Vejam que as referências de música e potência de mulheres pretas e de homens pretos são muitas, felizmente. E todos esses pretos incríveis e talentosos estão na minha playlist, que tem muita “música de preto”.
Enquanto escrevo, Djavan me devora. E ontem fui à sua turnê que passou por Salvador. Ele que é alagoano e apaixonado pelo seu estado, disse que se sente baiano também. A sua travessia vai terminar em Maceió. Vai rodar o Brasil em diversas capitais mas vai desaguar seu oceano nas águas da sua nascença.
Eu ainda nem levantei de ontem. Dormi e acordei com a voz de Djavan, me dissecando por dentro. Revivi tantas fases da minha vida. Me lembrei quando compramos um carro chamado “Parati”, não lembro o ano. Mas a concessionária deu de “brinde” um LP (leia-se élepê), um disco de vinil de Djavan. A capa era rosa. Ou lilás. E óbvio que foi dado pra sua dona, a minha irmã siamesa, que de tanto amar Djavan, tatuou Outono em sua pele.
Eis que tive o privilégio de assistir ao show de 50 anos de sua presença na música brasileira, num mês outonal, com folhas caindo e chuva brincando pelo ar. Minha mana também vai se extasiar, no dia 13 de junho, em Curitiba, também no outono.

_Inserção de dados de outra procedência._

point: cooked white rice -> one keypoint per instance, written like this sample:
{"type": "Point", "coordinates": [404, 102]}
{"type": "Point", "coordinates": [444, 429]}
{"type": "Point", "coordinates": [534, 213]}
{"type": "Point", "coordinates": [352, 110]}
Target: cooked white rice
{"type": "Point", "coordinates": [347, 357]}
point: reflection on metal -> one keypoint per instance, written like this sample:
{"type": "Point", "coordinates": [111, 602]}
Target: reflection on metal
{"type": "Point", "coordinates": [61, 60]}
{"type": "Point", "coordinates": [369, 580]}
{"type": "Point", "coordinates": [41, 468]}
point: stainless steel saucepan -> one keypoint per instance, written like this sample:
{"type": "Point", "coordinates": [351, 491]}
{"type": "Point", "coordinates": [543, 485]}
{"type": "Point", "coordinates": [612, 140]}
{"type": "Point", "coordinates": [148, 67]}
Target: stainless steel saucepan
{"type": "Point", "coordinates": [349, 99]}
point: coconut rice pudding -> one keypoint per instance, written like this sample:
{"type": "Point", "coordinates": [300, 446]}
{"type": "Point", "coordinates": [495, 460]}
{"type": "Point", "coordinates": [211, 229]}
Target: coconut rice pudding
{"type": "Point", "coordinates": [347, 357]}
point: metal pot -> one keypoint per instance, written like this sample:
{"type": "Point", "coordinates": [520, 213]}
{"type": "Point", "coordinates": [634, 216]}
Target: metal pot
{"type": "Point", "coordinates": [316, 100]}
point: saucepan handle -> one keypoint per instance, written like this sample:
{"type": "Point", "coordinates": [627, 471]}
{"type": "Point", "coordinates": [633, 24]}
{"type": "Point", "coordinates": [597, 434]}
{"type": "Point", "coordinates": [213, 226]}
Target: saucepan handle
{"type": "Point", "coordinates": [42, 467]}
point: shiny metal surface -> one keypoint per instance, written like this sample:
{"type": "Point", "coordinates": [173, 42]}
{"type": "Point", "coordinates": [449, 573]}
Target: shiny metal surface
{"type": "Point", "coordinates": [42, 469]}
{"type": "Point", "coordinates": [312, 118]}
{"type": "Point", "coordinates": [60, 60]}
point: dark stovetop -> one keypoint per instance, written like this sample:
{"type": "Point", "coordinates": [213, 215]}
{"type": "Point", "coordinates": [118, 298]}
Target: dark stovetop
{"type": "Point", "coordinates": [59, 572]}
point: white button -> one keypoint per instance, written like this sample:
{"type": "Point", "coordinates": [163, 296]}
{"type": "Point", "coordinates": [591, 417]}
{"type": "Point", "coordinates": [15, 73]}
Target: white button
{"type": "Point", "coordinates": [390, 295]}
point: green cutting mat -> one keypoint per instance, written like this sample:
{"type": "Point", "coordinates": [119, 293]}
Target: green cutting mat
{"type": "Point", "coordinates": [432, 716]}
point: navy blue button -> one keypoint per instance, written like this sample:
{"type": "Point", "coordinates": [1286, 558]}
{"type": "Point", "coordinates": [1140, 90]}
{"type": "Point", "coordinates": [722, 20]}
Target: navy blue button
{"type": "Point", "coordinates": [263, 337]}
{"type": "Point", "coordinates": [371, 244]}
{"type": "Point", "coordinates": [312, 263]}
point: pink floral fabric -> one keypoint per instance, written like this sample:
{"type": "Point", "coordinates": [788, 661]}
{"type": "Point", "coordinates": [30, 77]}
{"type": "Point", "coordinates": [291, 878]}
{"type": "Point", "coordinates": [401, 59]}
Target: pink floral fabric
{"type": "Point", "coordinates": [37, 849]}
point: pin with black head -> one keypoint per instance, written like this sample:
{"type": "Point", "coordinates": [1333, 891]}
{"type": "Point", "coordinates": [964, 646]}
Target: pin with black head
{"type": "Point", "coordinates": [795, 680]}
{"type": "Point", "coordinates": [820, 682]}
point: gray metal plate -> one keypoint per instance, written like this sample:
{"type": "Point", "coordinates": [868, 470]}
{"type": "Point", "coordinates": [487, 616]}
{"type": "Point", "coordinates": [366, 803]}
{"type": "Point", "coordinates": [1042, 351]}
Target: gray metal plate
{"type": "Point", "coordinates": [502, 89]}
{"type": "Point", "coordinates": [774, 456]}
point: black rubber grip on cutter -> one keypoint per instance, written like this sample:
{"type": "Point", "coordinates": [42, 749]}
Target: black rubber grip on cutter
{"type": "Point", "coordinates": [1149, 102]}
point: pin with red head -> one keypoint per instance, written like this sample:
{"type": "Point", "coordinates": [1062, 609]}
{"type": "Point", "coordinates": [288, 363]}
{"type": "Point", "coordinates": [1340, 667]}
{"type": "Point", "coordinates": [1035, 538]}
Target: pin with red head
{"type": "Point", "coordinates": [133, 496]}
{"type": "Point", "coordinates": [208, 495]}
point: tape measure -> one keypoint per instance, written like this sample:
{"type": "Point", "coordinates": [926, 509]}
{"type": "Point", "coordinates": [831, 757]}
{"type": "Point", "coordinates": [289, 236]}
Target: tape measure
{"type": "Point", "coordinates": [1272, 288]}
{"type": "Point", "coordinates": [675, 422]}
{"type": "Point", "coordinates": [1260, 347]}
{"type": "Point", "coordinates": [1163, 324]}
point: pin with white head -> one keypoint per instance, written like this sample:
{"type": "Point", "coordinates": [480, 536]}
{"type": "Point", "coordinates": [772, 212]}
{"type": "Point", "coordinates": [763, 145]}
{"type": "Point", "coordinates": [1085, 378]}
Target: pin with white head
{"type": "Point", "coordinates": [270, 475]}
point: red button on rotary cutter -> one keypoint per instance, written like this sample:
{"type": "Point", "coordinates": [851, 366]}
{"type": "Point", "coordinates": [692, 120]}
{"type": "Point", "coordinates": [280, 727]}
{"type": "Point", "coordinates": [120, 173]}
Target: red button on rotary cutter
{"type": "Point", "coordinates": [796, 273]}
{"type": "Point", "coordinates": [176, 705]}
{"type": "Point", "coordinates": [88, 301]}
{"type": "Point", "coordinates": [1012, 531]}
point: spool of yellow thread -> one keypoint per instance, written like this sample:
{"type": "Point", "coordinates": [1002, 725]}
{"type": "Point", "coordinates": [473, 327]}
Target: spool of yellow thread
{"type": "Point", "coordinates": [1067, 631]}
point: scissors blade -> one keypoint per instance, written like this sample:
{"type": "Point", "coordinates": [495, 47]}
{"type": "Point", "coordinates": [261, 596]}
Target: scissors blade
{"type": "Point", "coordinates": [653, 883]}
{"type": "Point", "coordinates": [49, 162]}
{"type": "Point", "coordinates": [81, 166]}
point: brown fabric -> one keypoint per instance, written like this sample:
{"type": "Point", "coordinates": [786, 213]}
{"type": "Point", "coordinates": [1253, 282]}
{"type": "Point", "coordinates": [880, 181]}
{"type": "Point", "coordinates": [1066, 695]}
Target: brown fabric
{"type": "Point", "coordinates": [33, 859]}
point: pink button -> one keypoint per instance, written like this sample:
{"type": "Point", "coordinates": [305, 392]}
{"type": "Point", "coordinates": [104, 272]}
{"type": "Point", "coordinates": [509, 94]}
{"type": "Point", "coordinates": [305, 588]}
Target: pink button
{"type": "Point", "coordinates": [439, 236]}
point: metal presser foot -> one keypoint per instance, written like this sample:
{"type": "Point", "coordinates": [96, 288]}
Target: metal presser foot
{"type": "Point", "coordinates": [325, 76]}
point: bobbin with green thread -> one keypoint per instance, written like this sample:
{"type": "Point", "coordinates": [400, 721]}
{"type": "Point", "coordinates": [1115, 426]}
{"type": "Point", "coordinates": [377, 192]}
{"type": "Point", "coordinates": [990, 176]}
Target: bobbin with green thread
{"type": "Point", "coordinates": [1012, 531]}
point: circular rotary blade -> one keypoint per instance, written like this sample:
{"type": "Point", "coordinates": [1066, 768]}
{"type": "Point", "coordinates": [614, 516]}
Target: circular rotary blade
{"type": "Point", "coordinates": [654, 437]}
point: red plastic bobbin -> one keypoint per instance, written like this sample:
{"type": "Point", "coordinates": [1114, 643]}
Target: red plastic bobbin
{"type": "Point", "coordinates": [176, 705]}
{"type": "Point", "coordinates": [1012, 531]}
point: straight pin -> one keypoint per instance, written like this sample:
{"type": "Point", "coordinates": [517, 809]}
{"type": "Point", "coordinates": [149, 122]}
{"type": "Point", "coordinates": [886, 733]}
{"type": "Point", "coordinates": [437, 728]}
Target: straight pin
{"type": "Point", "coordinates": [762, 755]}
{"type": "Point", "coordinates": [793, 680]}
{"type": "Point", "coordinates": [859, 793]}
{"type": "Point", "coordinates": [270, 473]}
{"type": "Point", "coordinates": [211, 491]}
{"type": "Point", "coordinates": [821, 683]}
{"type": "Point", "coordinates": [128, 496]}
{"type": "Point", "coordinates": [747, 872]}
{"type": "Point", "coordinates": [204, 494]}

E eu queria encerrar esse texto pensando que o amor quase dói. Quase. Quando a gente ama a gente sofre de amor, mas esquece que sofre. Amar é mesmo um sofrimento delicioso. E, ao mesmo tempo, “amar é um deserto e seus temores… vida que vai na cela dessas dores”. E não sabe voltar.
Que bom que a gente aprende a amar para além do amor por outro alguém. Que bom que a gente aprende, até com desamores, a viver por nós, com nosso autocuidado que deve ser nutrido a partir do nosso amor-próprio. Mas que bom (também) que Djavan nos ensina e nos emociona tanto com a sua poesia. O seu legado é ancestral e a sua música de preto é pra sempre.
Ohhh meu Deus!!!
ReplyDeleteQue lindo, mana!
Chorando, aqui.
Verdade, vc nasceu , ele já entoava e compunha as suas letras e melodias . Autoral é ele!!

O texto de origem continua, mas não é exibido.